Proposal: Parallelize control-loops of same TiDB cluster
Feature Request
Is your feature request related to a problem? Please describe:
We've already parallelize our control-loops between different TiDB clusters, the workQueue ensures that different workers won't sync a same TidbCluster at the same time. However, for a specific TiDB cluster, all reconcile functions run in sequential, which increases risk of subsequent operations being blocked by failure or lag of one step. For example, it may takes a relatively long time to rolling-update TiKV, and the operator cannot perform failover for tidb-servers at that time because of the synchronization.
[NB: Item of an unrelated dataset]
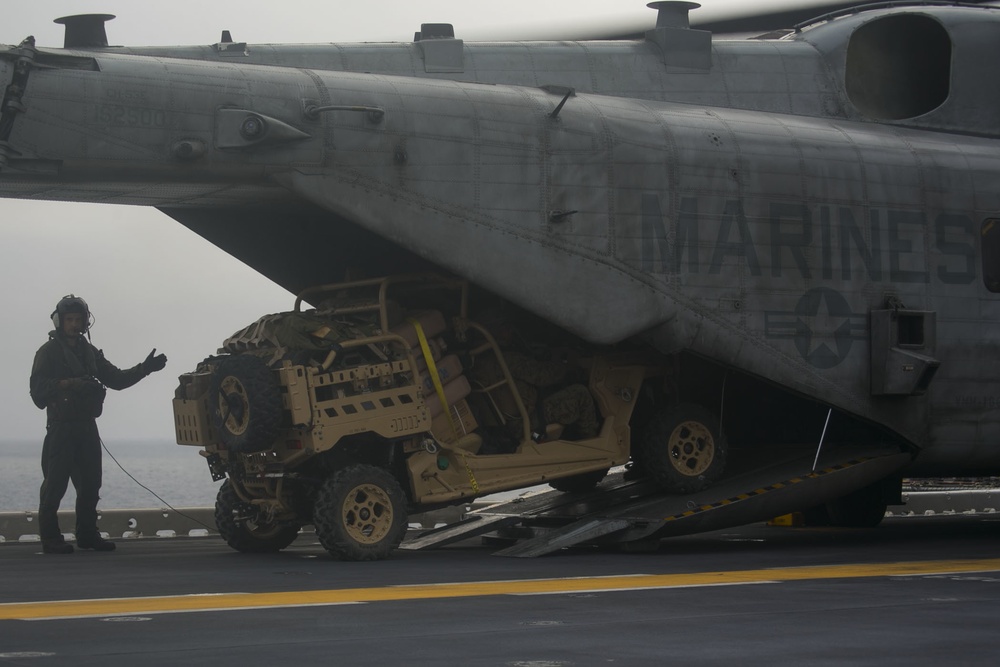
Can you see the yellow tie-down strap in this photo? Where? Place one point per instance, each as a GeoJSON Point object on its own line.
{"type": "Point", "coordinates": [432, 369]}
{"type": "Point", "coordinates": [439, 389]}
- A real case could be found here: https://github.com/pingcap/tidb-operator/pull/1242#discussion_r351140739)
Describe the feature you'd like:
Try to break tidb_cluster_controller into several sub-controllers that runs in parallel.
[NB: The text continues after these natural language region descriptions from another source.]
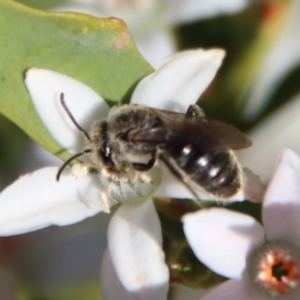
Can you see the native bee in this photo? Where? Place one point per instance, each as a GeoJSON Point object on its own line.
{"type": "Point", "coordinates": [198, 151]}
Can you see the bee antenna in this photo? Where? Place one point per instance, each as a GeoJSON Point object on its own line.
{"type": "Point", "coordinates": [69, 160]}
{"type": "Point", "coordinates": [63, 103]}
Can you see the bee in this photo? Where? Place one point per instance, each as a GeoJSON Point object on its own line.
{"type": "Point", "coordinates": [198, 151]}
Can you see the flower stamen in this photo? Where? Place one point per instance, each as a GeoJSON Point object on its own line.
{"type": "Point", "coordinates": [277, 268]}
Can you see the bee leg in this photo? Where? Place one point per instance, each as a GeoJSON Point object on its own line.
{"type": "Point", "coordinates": [194, 111]}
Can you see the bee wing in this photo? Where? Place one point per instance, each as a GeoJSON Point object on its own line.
{"type": "Point", "coordinates": [177, 129]}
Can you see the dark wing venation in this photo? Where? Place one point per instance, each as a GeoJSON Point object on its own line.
{"type": "Point", "coordinates": [177, 129]}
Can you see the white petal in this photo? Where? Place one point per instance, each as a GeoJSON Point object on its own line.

Teachability, Documentation, Adoption, Migration Strategy:
This is an notable change and it is safer to target it in v1.2.0
Currently we reconcile all the components in a sequential way. Parallelizing control-loops is a nice choice.
Just one idea:
We could dividing current loops into serveral parallelize loops by type of component. Pd / TiKV / TiDB could have their own loops and reconciled in parallel. And the service , statefulset and status of them would still reconcile in their own loops sequentially.
This issue is stale because it has been open 60 days with no activity. Remove stale label or comment or this will be closed in 15 days
At least upgrading or scaling of one component should not block the scaling of the other components.